While it is arguable that Allstate’s is an effective commercial, it forced them to sacrifice that one thing on which marketing campaigns depend: slight-of-hand. The advertising industry does not want consumers to understand how they are being played upon. The consumer finds it distasteful to know that their very emotions are being used against them. As a result, the inner-workings of marketing campaigns have to be obscured. Allstate was forced to pull back the curtain on their machinations and all but spell out, everything is fine, our Presidential stand-in says so.

GEICO did not need to expose themselves in this way because they had their plucky Gecko. If that hadn’t worked, they had an entire Hanna Barbera-esque cast to roll out, which they did anyway.

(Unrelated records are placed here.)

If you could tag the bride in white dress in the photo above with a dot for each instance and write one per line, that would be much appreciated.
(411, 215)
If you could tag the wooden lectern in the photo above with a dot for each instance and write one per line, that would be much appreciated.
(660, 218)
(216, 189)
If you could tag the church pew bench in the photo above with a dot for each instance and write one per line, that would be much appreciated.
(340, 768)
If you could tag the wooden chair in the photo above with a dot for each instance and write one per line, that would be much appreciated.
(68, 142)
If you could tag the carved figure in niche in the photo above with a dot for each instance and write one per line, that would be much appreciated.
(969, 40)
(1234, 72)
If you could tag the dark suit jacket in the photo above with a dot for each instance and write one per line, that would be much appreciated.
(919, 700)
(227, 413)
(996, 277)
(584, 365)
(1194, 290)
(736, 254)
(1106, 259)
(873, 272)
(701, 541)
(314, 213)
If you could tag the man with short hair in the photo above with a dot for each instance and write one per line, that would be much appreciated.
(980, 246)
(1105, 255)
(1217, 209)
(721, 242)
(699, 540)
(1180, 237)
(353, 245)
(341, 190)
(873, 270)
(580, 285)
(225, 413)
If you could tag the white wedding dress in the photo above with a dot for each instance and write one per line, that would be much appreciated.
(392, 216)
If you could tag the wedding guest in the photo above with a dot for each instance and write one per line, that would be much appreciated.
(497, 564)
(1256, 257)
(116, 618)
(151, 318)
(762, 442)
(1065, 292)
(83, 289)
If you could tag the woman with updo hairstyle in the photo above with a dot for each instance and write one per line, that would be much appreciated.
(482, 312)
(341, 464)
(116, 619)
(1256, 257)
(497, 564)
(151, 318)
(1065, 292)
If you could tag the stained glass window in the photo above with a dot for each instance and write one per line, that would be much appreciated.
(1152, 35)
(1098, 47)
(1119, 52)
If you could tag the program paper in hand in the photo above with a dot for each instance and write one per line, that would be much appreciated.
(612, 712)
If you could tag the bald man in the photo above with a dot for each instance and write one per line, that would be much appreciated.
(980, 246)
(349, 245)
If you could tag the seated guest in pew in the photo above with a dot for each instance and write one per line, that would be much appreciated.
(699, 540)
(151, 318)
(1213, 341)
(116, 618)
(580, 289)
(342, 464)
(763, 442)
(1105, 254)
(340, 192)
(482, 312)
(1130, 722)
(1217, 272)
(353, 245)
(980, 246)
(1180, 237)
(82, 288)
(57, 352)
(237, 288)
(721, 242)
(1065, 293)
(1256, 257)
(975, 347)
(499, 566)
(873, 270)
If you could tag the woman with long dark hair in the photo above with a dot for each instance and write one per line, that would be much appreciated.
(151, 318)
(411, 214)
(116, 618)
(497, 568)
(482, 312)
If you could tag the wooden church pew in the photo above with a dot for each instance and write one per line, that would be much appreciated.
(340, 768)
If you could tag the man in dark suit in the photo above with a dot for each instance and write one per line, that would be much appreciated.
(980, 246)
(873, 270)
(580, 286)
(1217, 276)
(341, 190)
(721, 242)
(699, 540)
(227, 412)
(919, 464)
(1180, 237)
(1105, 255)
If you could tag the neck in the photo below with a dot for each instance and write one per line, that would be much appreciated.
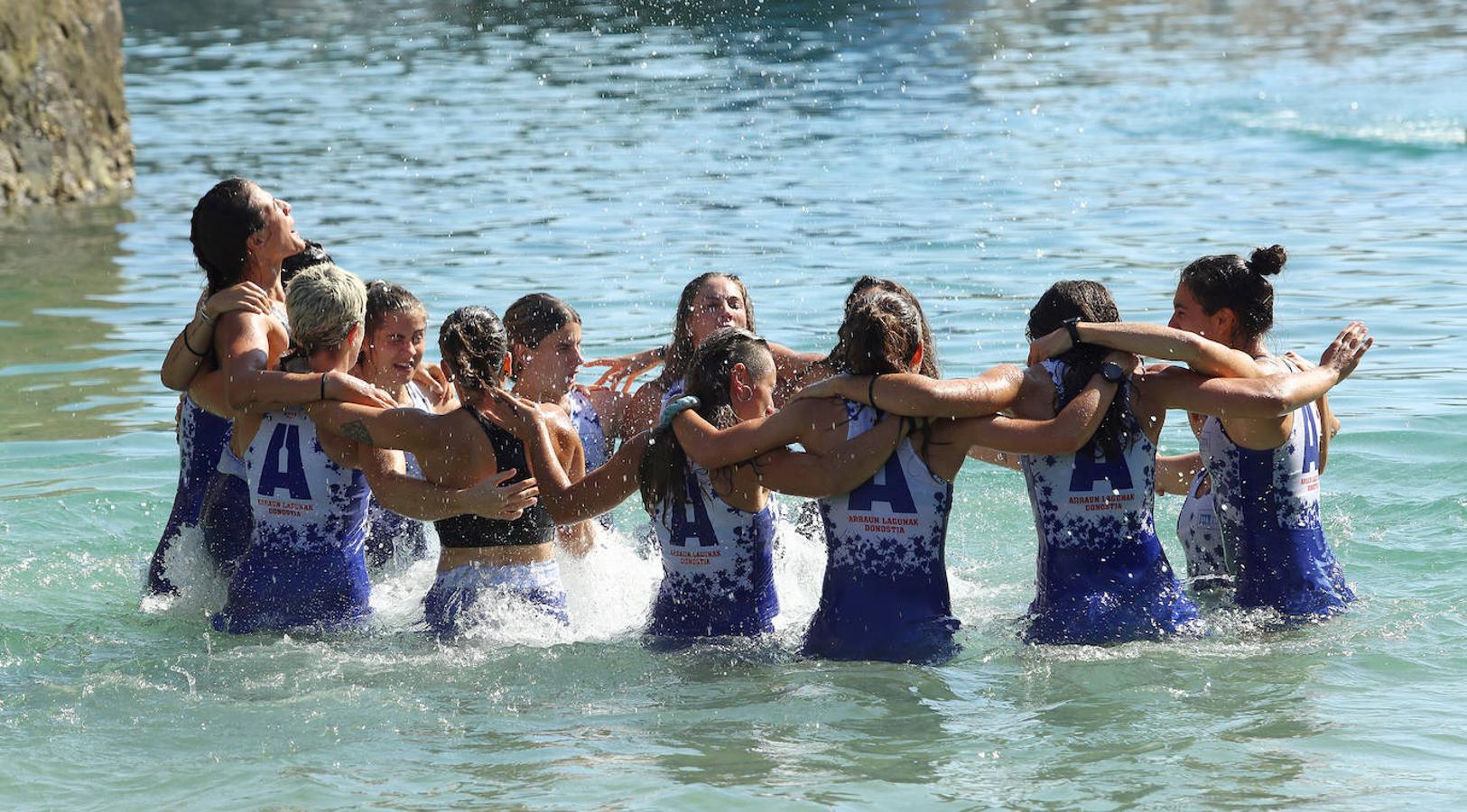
(333, 359)
(267, 276)
(540, 392)
(1253, 346)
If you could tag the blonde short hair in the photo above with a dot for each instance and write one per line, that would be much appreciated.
(323, 305)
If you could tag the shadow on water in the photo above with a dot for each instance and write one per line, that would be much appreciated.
(58, 277)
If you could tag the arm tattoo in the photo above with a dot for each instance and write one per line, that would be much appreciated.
(357, 431)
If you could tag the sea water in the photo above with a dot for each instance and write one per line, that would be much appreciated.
(608, 152)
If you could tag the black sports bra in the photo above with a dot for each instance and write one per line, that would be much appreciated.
(533, 527)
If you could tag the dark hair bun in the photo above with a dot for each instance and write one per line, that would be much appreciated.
(1267, 261)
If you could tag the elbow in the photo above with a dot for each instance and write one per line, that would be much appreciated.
(172, 383)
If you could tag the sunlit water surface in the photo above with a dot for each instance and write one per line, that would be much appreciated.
(608, 152)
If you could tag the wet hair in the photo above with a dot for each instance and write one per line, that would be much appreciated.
(1225, 281)
(535, 316)
(297, 263)
(474, 345)
(323, 305)
(680, 354)
(223, 218)
(662, 471)
(879, 335)
(1087, 300)
(868, 283)
(389, 298)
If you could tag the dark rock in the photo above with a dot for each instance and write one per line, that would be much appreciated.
(63, 121)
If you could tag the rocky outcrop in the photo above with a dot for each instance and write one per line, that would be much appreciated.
(63, 122)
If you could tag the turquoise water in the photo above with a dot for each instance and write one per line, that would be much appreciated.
(608, 152)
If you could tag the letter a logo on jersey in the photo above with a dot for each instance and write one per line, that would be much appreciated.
(1310, 440)
(887, 485)
(282, 465)
(1093, 465)
(697, 527)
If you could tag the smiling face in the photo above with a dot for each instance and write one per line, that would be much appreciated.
(277, 237)
(394, 351)
(720, 304)
(552, 364)
(1190, 316)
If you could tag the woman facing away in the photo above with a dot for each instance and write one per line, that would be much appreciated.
(305, 563)
(1100, 575)
(885, 593)
(715, 527)
(464, 448)
(544, 345)
(392, 361)
(1263, 468)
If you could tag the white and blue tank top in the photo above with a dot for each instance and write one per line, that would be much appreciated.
(1267, 504)
(392, 535)
(305, 563)
(1202, 540)
(1102, 575)
(718, 565)
(589, 427)
(885, 593)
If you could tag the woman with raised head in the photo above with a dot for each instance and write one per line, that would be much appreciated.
(1263, 468)
(885, 594)
(715, 527)
(305, 563)
(242, 237)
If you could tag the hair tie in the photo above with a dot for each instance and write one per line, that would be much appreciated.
(676, 406)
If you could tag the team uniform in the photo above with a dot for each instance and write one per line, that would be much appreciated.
(539, 582)
(1102, 575)
(200, 436)
(1267, 503)
(718, 565)
(1208, 556)
(593, 437)
(305, 563)
(885, 593)
(391, 534)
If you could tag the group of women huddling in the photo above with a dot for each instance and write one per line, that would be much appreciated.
(316, 445)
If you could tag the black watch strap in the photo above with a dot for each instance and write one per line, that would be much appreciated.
(1072, 330)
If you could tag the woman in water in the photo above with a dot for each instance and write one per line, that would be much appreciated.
(392, 361)
(715, 528)
(709, 302)
(544, 343)
(1102, 575)
(885, 594)
(465, 448)
(242, 239)
(1263, 468)
(305, 565)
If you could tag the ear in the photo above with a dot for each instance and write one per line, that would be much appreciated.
(1224, 321)
(741, 384)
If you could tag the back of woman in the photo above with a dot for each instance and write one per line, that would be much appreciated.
(885, 594)
(1102, 575)
(718, 563)
(1267, 503)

One of the latest GEICO campaigns features a literal stack of money (with eyes), it is said to be the money that the consumer could be saving by switching to GEICO".

In a different time, this might have been too blatant of a gimmick, however, even this has been well-received by GEICO’s audience, which is, by now, essentially a fan-base. On the website, Marsha Hill gushed, “The Geico money bundle has no gender or race. It just has eyes and the suggestion of a nose and mouth. One thing it does have is presence. It just sits there but that's all it has to do. It's effective, relevant, likable. There is no judgement (sic) in those eyes. They are not beady or threatening. They do not mock. There is no pride behind those eyes. They are completely honest!” (

In reacting to the challenge of difficult economic times GEICO’s hydra has just grown new heads. On an open forum message board called, dedicated to “collective intelligence”, a woman who identifies herself only as NOVA, gave the best explanation of (and only justification needed for) GEICO’s marketing hydra. She wrote, “I approve of the variety – if I had to see any one of them as often as I see all of them I would hate them with a passion”.